Of course you are right with the raise, that was silly from me :D I had difficulties to test failings. and I'm not absolutely firm with the syntax yet (I have about 4h experience with python yet)

spooning commented 9 years ago

Originally submitted to Google Code by @pekkaklarck on 3 Feb 2010

Ooops, the problem isn't in start_selenium_server but in open_browser and, more precisely, in _connect_to_selenium_server. There's a loop that tries to connect to the server for 10 seconds to handle the situation that the server is slow to start. The actual connection is done inside except socker.error and with the patch the executed code also raised HttpException.

We noticed the problem when running the acceptance tests of the SeleniumLibrary and cannot comment on how often that happens in "real life". For example in your case the server might just start so fast that you don't see the problem at all. Anyway, the change feels a big risky without further investigation.

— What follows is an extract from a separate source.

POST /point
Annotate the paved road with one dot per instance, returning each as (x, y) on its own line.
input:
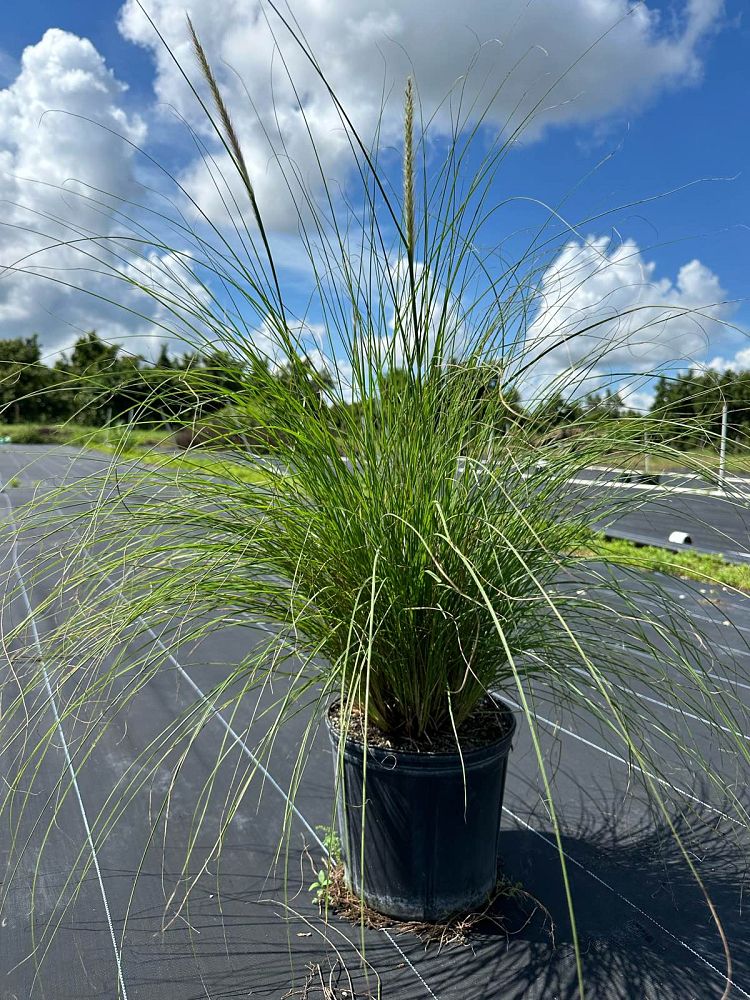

Do test run faster when you run them with the version where sockets are reused? If there's no considerable difference, I'd be very happy with simply adding conn.close(). That kind of a change ought to be easy to push upstream to the Selenium project also.

Btw, if you are interested in learning more Python I highly recommend Dive Into Python book which is freely available at http://diveintopython.org. It's targeted for people with previous programming experience -- the first example isn't even close to print "Hello, world!". There are some other good references at https://code.google.com/p/robotframework/wiki/PythonTutorial

spooning commented 9 years ago

Originally submitted to Google Code by kai.hackemesser on 3 Feb 2010

Thanks for the book hint, I will for sure dive into it :D From my subjective point the selenium communication is indeed a bit faster. Not much. I can live with a local conn object and local closing it.

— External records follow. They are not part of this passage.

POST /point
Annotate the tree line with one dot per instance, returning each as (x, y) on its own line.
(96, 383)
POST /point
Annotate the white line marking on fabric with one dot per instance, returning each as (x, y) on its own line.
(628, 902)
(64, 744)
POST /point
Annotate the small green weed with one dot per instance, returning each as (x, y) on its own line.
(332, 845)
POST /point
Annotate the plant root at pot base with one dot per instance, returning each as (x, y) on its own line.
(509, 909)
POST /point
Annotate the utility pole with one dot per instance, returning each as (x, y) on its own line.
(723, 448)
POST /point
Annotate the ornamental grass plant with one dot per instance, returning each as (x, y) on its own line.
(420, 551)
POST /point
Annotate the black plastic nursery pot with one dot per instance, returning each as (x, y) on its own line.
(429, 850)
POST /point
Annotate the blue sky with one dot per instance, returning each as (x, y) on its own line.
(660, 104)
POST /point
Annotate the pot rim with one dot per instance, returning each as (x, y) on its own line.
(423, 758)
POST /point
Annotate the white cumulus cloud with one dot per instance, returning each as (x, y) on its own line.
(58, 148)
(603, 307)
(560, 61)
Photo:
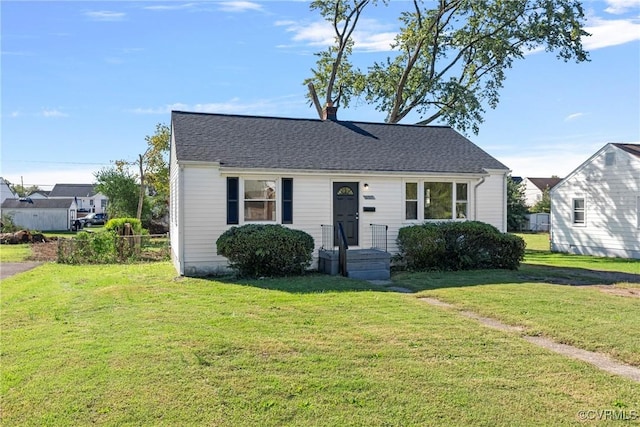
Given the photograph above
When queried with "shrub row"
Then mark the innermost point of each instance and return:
(465, 245)
(266, 250)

So I'll send a new patch in for this for review.

spooning commented 9 years ago

Originally submitted to Google Code by Andreas.EbbertKarroum on 4 Feb 2010

Thanks :) I was just at the same point in the code and wondered if a conn.close() would be enough. Thanks for providing the fix. Can we have an official new SeleniumLibrary? IMHO it's worth it for this fix alone, as any serious usage is impossible without it.

spooning commented 9 years ago

Originally submitted to Google Code by @yanne on 4 Feb 2010

SeleniumLibrary 2.2.3 will be released next week and will include the modified patch to the remote control (selenium.py).

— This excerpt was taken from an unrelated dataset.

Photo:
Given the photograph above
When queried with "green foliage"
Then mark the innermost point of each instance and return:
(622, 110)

spooning commented 9 years ago

Originally submitted to Google Code by @pekkaklarck on 4 Feb 2010

Kai, would you be interested in submitting a bug report about this into Selenium tracker too? Feel free to reference this issue.

spooning commented 9 years ago

Originally submitted to Google Code by kai.hackemesser on 4 Feb 2010

Already done, http://jira.openqa.org/browse/SEL-733

spooning commented 9 years ago

Originally submitted to Google Code by @yanne on 8 Feb 2010

The patch, slightly modified, is now applied in the trunk.

I also made a crude test (by grepping the selenium.py), which should catch if we update the remote control without applying the patch.

Thanks Kai for your work on resolving the issue.

spooning commented 9 years ago

Originally submitted to Google Code by @yanne on 8 Feb 2010

r295 contains the patched selenium.py (And due to my misuse of svn, some other changes too)

spooning commented 9 years ago

Originally submitted to Google Code by Andreas.EbbertKarroum on 10 Feb 2010

FYI, I created an issue for the selenium library itself: http://jira.openqa.org/browse/SRC-817

spooning commented 9 years ago

Originally submitted to Google Code by @pekkaklarck on 10 Feb 2010

The underlying bug was already reported as http://jira.openqa.org/browse/SEL-733 but http://jira.openqa.org/browse/SRC-817 is somewhat more describing and also contains fix. Could someone add a note that these issues are duplicates to the Selenium tracker?

spooning commented 9 years ago

Originally submitted to Google Code by @pekkaklarck on 5 Aug 2010

This leak has now been fixed in the official selenium.py version as discussed here: http://groups.google.com/group/robotframework-devel/browse_thread/thread/91df60b5c26b1189

I submitted issue 131 about taking the latest official version into use.